Basically what's going on is this: the first table is consulted for every new object we add, and it has a certain false positive rate at which it falsely answers "yes, we've seen this before" and increments the associated counts. For the scalable Bloom filter, this doesn't cause any problems: the false positive rate is still the same, but all we're doing is indicating presence and absence. For the CountMin Sketch, however, we're incrementing the counters when there's a false positive -- and since the early tables get consulted a lot more frequently than the later tables, they have a lot more false positive matches, and get incremented a lot more. This results in a systematically higher miscount for the frequency of objects added earlier vs later.

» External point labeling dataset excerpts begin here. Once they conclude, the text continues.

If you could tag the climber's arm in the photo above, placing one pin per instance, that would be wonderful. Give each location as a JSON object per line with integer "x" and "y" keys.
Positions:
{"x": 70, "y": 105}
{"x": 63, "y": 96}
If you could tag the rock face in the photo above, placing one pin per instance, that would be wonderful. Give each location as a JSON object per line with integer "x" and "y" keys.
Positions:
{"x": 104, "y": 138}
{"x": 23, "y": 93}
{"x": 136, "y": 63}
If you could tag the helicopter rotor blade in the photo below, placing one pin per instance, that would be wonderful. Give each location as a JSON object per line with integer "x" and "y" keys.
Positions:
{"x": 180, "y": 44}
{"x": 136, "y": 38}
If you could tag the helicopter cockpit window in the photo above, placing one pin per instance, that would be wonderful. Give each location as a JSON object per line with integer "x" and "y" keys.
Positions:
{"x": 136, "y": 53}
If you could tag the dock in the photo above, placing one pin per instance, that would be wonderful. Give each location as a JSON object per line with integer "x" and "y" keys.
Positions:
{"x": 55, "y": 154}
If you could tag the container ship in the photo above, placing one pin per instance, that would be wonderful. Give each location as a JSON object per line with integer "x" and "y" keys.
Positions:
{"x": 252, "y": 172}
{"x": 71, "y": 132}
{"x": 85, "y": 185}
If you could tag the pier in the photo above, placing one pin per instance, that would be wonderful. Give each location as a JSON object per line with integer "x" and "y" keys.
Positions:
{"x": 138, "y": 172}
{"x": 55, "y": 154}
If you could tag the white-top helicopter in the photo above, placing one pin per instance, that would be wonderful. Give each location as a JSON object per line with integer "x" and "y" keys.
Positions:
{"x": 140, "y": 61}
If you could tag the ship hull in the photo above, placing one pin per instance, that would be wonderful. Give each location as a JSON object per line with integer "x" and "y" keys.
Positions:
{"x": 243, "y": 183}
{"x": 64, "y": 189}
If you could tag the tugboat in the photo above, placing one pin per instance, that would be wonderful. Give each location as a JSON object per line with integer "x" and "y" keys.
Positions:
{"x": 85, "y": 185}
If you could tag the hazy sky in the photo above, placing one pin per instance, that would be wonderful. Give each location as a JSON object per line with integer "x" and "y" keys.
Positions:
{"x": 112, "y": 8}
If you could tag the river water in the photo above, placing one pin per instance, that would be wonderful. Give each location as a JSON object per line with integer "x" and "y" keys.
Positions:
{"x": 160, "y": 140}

DOOOOOOM. I can imagine situations where this might not matter that much but I think it does matter for our purposes in khmer, where a bias towards higher counts in the early objects added would be Bad.
I played around with a few ideas. One idea is to adjust the counts in the early tables based on the number of total objects added to the counter; this could be done either by tweaking the actual counts, or adding in per-table weights that are adjusted with each increment. Another idea is to decrement counters in the tables at random as we increment new counters. A third idea (that I haven't actually tested yet) was to move heavy hitters from early tables to later tables, by decrementing all their counts in the early table and then adding them in to the later table. Any or all of these might work, but require further research and probably some Math.
You can actually do some good by setting the total error bound to something smaller:
Creating new ScalableCounter: growth rate 2, error ratio 0.50, bound 0.010 ... total memory used: 260.7k average miscount: 0.0417
but the memory required doubles, and -- of even more concern -- the fundamental problem is still there: if we add an infinite number of objects, the counts in the early tables will be infinitely wrong. So we need an approach that's sustainable in theory, too.
What's next?
From a skim of this review, I plan to look at decaying Bloom Filters, dynamic Bloom filters, and retouched Bloom filters next.
Help?
I would, at this point, love some help :).
First, if the problem above has been solved already, then great! I'd love references. If you're working in this area and want to tackle it, please let me know; I'd love to either collaborate or make use of your work.
Second, if there are good implementations of scalable and memory-efficient probabilistic counting data structures, I'd love to know. We're already looking at Google's sparsehash for exact storage, but I think we can probably get 10x or more improved memory usage out of a probabilistic solution (see the diginorm discussion in khmer-counting for reasons why.) Note, it needs to be BSD-license-compatible before we can include it in khmer, which prevents us from using several of the published k-mer counting solutions :(.
--titus
p.s. Note that bitly's dablooms takes a similar approach, and may be subject to the same problem.
p.p.s. Thanks to Sherine Awad, Qingpeng Zhang, and Charles Ofria for pre-posting discussions!